Suppose a Gaussian mixture model has two components; only two initial standard deviations are smaller than the true model’s two standard deviations. During the iteration, F will continue to increase (see Section 7.1.2).
Asymmetric standard deviations and mixing ratios can also cause F to increase sometimes (see Section 7.1.1).
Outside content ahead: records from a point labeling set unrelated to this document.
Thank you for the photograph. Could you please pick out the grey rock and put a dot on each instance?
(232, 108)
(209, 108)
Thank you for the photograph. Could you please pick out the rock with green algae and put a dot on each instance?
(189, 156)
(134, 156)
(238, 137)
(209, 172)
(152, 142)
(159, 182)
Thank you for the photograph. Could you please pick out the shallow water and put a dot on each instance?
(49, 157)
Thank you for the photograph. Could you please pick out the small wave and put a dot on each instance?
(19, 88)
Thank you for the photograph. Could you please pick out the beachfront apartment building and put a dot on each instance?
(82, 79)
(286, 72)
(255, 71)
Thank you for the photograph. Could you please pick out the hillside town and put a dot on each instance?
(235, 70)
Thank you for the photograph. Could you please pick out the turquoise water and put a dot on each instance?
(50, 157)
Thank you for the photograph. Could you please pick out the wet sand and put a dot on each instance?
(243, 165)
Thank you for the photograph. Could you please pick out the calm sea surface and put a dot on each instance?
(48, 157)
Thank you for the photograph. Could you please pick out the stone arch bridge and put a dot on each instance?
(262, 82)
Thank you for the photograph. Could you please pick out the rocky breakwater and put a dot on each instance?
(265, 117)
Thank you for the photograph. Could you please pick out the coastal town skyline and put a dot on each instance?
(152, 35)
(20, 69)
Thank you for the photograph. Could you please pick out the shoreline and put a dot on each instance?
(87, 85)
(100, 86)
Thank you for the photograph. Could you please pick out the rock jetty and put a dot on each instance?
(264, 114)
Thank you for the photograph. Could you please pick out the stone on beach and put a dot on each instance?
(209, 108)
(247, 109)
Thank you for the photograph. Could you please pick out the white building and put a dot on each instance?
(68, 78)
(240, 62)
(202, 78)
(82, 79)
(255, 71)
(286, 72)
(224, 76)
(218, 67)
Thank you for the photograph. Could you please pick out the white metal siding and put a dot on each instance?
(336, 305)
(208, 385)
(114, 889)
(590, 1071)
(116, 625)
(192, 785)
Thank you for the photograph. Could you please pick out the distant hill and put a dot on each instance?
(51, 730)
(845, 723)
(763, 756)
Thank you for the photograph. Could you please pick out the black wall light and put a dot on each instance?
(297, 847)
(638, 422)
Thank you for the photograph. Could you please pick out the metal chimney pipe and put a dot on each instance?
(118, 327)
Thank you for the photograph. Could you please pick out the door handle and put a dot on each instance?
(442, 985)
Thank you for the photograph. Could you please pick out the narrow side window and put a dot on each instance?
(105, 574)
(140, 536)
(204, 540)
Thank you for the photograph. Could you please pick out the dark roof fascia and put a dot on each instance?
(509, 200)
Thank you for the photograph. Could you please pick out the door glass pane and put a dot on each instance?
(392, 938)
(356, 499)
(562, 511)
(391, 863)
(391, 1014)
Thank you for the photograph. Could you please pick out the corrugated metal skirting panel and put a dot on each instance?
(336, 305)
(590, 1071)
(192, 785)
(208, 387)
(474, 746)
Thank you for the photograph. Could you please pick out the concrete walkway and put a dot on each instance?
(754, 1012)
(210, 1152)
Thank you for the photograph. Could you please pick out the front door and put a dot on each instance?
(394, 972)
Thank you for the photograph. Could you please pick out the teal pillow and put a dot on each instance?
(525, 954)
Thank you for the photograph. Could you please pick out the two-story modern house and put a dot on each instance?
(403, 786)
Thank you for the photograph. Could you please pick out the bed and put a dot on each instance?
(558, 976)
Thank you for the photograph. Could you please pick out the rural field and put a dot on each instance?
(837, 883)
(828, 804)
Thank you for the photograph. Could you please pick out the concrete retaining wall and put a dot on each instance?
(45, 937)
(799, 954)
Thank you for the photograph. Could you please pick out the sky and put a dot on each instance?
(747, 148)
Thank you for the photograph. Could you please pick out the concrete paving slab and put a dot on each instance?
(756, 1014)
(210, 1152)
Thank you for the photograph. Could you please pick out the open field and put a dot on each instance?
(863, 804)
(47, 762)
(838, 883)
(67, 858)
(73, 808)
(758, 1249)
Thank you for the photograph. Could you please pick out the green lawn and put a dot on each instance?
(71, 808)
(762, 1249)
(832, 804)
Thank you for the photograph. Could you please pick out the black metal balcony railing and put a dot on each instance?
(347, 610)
In addition, the initial parameters µ1 and µ2 are biased towards one side, which may cause F increase in some steps (see Section 7.1.3).

7. Experimental Results

7.1. Proving Information Difference Monotonically Decreases During the Convergence of Mixture Models Rather than VFE

7.1.1. Neal and Hinton’s Example: Mixture Ratios Cause F′ and Q to Decrease

According to the popular view, during the convergence of mixture models, F′ = −H(X|Yθ) = −F and Q = −H(X, Yθ) continue to increase. However, counterexamples are often seen in experiments. First, let us look at the example of Neal and Hinton [2] (see Table 3 and Figure 6). Table 3 shows the true and initial model parameters and the mixture ratios (the values of x below are magnified, and the magnified formula is x = 20(x′ − 50) (x′ is the original value in [2]).
After the true model’s mixture ratio was changed from 0.7:0.3 to 0.3:0.7, F′ did not always increase. The reason was that the cross-entropy H(X|y2) of the second component of the true model was relatively large. So H(X|Yθ) increased with P(y2). Later, F′ eventually increased because the cross-entropy decreased after P(x|θj) approached P(x|yj).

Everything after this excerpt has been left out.